Inside Yahoo`s Identity Crisis - Front-Loading Web Performance (
Page 5 of 10 )
Front-Loading Web Performance
In seven years at Yahoo, Steve
Souders had focused most of his
efforts on back-end engineering
tasks—squeezing more performance
out of a database and optimizing
memory usage in C++ programs running
on a server, for instance. So
three years ago,
when he was named
chief performance
yahoo and charged
with improving the
user experience for
visitors to Yahoo Web
sites, he expected it
would mean doing
more of the same.
But it has not
worked out that
way. In the course of investigating the
elements of user experience, Souders
found that the biggest impact came
from the communications between
the Web site and the user's browser.
His findings form the core of the lessons
he imparts in a new book, High
Performance Web Sites (O'Reilly,
September 2007).
Souders changed his mind after
measuring each step in the process of
downloading a home page, with the
data charted over time. From the start
of a new visitor's request for a page,
he found, only five percent of the time
is spent downloading the HTML (the
HyperText Markup Language) document
containing the text of the page.
The other 95 percent of the time is
spent downloading and parsing images,
stylesheets and JavaScript.
And at a site like Yahoo, back-end
engineering is primarily about how
quickly the site can assemble HTML
documents—personalizing pages,
retrieving information from databases,
merging news feeds and feeding the
results into a Web page template.
This brought Souders to the
sobering conclusion that he'd spent
most of his career at Yahoo worrying
about five percent of the performance
problem. "It turns out that 80 percent
to 90 percent of end user response
time is spent on the front end," he
says. "So the greatest potential for
improvement is on the front end."
With this understanding, he and a
small team of engineers set to work
figuring out how to improve the speed
at which Yahoo delivers pages.
There's nothing new in recognizing
the importance of response
time to Web development—it's long
been known that users forced to wait
more than a few seconds are likely
to become frustrated and depart for
some other, faster site. The conventional
advice includes limiting the
number and file size of images on a
page to make it load more quickly.
But Souders' performance team
found some more subtle strategies,
which they have codified into 14
rules (see box, next page).
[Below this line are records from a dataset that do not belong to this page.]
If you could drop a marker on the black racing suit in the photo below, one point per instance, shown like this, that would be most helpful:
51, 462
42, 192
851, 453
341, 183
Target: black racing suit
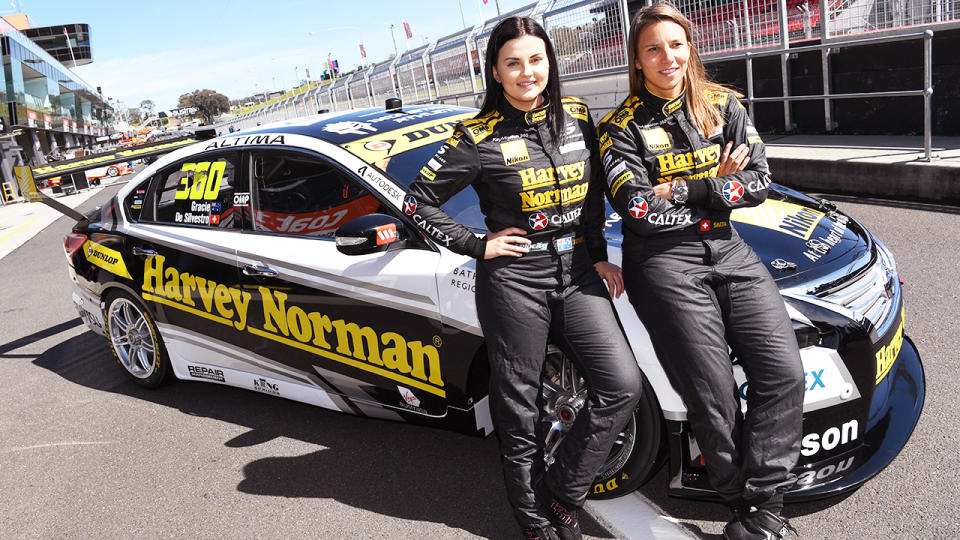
554, 192
698, 288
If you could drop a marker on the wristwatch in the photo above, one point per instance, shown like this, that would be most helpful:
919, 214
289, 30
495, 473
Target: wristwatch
680, 190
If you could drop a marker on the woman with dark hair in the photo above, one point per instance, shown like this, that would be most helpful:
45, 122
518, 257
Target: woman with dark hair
674, 175
529, 155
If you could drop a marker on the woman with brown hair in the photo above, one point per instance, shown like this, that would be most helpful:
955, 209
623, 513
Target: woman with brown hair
529, 154
680, 152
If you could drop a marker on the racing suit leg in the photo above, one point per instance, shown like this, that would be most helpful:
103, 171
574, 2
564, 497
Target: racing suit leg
761, 335
513, 313
588, 332
669, 291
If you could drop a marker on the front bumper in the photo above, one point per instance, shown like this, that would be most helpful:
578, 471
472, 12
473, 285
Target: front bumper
888, 430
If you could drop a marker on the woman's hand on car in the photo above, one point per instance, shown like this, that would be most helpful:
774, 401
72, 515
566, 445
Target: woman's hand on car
735, 161
613, 275
506, 243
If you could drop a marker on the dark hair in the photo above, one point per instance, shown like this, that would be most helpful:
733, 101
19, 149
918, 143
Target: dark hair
696, 82
512, 28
Most of
the rules revolve around making sure
the browser doesn't have to work too
hard to load and display Web pages,
particularly by making maximum use
of the browser cache. That's where
your browser gets rid of bits and
pieces of Web pages you've viewed.
For example, if a visitor has been
spending time at yahoo.com, the
cache on his or her machine will contain
a copy of the Yahoo logo. If the
visitor leaves the Web site and comes
back, the browser can display the
cached copy of the logo very quickly,
avoiding the need to retrieve a new
copy from the Web server.
The No. 1 rule on Yahoo's list is to
minimize HTTP requests. Every time
a browser needs to request anotherimage or another JavaScript file to be
included in the page, it must send a
message to the server using the Web's
Hypertext Transfer Protocol (HTTP)
and wait for a response. Every request
takes time and runs some risk that the
connection will be interrupted and the
download will have to start over.
So it would be simpler in some
ways if every Web page were delivered
as one big file rather than dozens
of smaller files. On the other hand, if
you can identify the files included in
a Web page that only change infrequently
and get the browser to cache
them, you can cut down on the total
amount of data transmitted.
For that reason, Yahoo advises
you break out Cascading Style Sheets
(CSS) and JavaScript code into separate
files rather than embedding them
into the HTML of a Web page. This
way, if the same CSS or JavaScript is
going to be used by multiple pages
within a Web site, the browser can
download it once and cache it.
However, Yahoo breaks this rule
on its own home page and the
opening pages of many sections of its
sites because pulling in all the needed
HTML, CSS and JavaScript code with
one HTTP transaction still tends to
make a better first impression.
Controlling Cache
Another trick is to configure your
Web server to transmit image, CSS
and JavaScript files with an expiration
header set far into the future. This
tells the browser to retain the cached
files indefinintely instead of just for a
few hours or days. You're effectively
telling the browser these files will
never change and it doesn't have to
keep checking for fresh versions.
Eventually, you'll probably change
your logo, CSS font stylings and
JavaScript. But because the browser
identifies these components by Web
address, you can force it to load a
new version by simply changing the
filename or directory.
By applying a few of these simple
rules, Souders' team was able to
make a big impact on a key section
of the Yahoo site—its search results
page. "Within a year, we were able to
improve response time by 40 to 50
percent," Souders says.
(To grade your Web site against
Yahoo's rules, download YSlow, a
Yahoo-developed open source add-on
to Firebug, another Firefox browser
extension. Together, YSlow and
Firebug provide a variety of tools for
profiling and debugging Web sites and
applications.) —D.F.C.
Yahoo's 14 Rules for Exceptional Performance
1 Make Fewer HTTP Requests
2 Use a Content Delivery Network
3 Add an Expires Header
4 Gzip (Compress) Components
5 Put Stylesheets at the Top
6 Put Scripts at the Bottom
7 Avoid CSS Expressions
8 Make JavaScript and CSS
External
9 Reduce DNS Lookups
10 Minify JavaScript
11 Avoid Redirects
12 Remove Duplicate Scripts
13 Configure ETags
14 Make Ajax Cacheable
(Details at developer.yahoo.com/performance/)